The first and most important thing to understand about the current government shut-down and how it may affect program beneficiaries is the difference between mandatory and discretionary spending. Certain programs like Medicare, Medicaid and the Affordable Healthcare Act (ACA) are mandatory programs—meaning they are not subject to annual appropriations. In other words, these programs are not dependent upon Congress to fund them year after year. This is not to say that the shutdown has no effect.
Many of the workers who help administrate the Medicare and Medicaid programs are considered non-essential. Therefore, many of those government workers will be furloughed during the shut-down. This in turn can impact processing times for applications and payments to vendors.

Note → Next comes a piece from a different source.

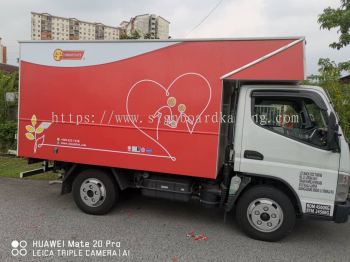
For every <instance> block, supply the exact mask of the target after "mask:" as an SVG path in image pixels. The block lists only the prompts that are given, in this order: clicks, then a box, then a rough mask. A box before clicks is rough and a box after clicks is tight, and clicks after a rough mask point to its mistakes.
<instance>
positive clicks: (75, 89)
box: [18, 37, 350, 241]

Luckily, because Medicaid is primarily administrated by state agencies, rather than federal, this shutdown will have less impact on Medicaid than Medicare.
DEBT-CEILING—THE REAL ISSUE
What is likely to be more impactful on these benefits programs are the coming negotiations to raise the debt ceiling. In order for the Medicare and Medicaid programs to continue to receive funding, our country will have to continue to borrow money. In turn this mean we will have to raise the debt ceiling yet again. The issue will be by how much. It is likely that these programs will undergo large cuts in order to curb back government spending as politicians on both sides begin to realize the government cannot continue to spend at its current rate.
For now, the government shut-down is likely to have little effect on programs you rely on like Medicare and Medicaid. However; changes to these programs are inevitable and only time will tell just how drastic those changes will be.